父は現在、公爵家とは別に宰相の職に就いている。
本当は宰相職など止めて、母上と仲睦まじく公爵領で過ごしたいらしいが、父上の時代は阿呆ばかりでまともに国が成り立たなかったらしい。このままでは国が亡びると思った前国王が母との婚姻を条件に提示してきた事らしい。
その時、断るなら母を他国の王族に嫁がせると言った現国王の息の根を止めようとしたのは、今でも重鎮連中の間では忘れられない記憶となっている。
それを止めたのがやはり母で「颯爽とお仕事されるジル様(父の愛称)素敵♡」と言っておとなしくさせたのは有名な話だ。
今でも困ると無茶ぶりする国王に切れそうになる父を、母がどうにか宥めすかせている状態だ。
それを見ていた重鎮達が、王子と俺が産まれたと同時に兄弟同然のように育ててきたのも、俺に王子との情を移させて逃げないようにし、少しでも早く王子に位を移させて、流れのように俺にも宰相職を継がせようと目論んでいるからだ。
バレバレである。
唯一の救いがあるとすれば、それはダーウィンが国王に似ず、愚かではないという事だ。俺と一緒にいるお蔭で自分の事は極力自分でするように躾けてきたし、阿呆の使い方も教えてやった。人の上に立つという事を、帝王学以上に実戦で学ばせてやった。
そしてダーウィンを産んだ王妃も国王よりよっぽど優秀な人間だった。前国王も王妃も。我が息子の愚かさを知っていたのだろう。王妃には可哀そうだが、ダーウィンを産んだのは功績だ。
しかし、だからと言って俺がこのまま大人しく宰相職に就くかどうかは、いまだに分からない。
「で、何の用ですか、ダーウィン?」
「……さっきの王子の苦情は無視なんだな。

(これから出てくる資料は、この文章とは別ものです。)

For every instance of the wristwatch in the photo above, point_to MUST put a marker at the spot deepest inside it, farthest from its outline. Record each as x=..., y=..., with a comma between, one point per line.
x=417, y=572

ハア~、はっきり言って今でも怖いお前がもっと恐ろしい事になる話なんてしたくないんだけど、王妃命令だから仕方ないよな。後からバレた方がもっと怖いし……」
ピクッ。
「……ほう、私が確実に切れる話をしに来たと、そういう訳ですね」
「だからこえ~よ。言っとくが俺の所為じゃないからな。全てあの糞爺が勝手に決めた事だ」
俺はスッと目を細める。
王子が糞爺と呼ぶのは、国王の事。ダーウィンも不本意なのだろう。
「長引きそうですね。ここではなんですから執務室に行きましょう」
俺はダーウィンを促して、自分達(王子)の執務室に向かった。
俺達は十五歳になると同時に、城に執務室を与えられた。要は一日でも早く王の仕事を覚えて、実質共に替わってくれという事らしい。
基本王子の執務室で王子と二人で仕事をする事が多いが、隣に少し小さいながらも俺専用の部屋がある。こちらは俺のプライベート空間と化し、王子といえども入れた事はない。まあ、その部屋の為に王子を手伝ってやっている感は否めないが。
王も宰相(父)も最近では俺達に仕事を押し付けてきている事も多く、最近の国の重要案件はほとんど俺達が握っていると言っても過言ではない。
因みに俺達は今、十八歳ですが、何か?
執務室に落ち着くと、俺はゆっくりと茶を入れる。
ムカつく話をする事前提なのだ。リラックス効果のあるハーブティーを入れておく。
「どうぞ」
「あ、ああ。ありがとう」
ソファに座ったダーウィンの前に茶を置いてやる。
一口すすってほわぁとする顔は幾つになっても変わらない。
「……俺、エルの入れてくれたお茶、好きなんだよなぁ」
「知っている。けれどその緩み切った顔はここだけにしとけよ。外でやったら侮られる。特に女の前ではな」
「分かってるよ。俺は王ほど愚かじゃない」
国王は女で愚かになるタイプだった。
元より短絡的で好戦的な思考の持ち主で、父上にいらぬ事を言って吊るしあげられたのは。数え切れぬほどだ。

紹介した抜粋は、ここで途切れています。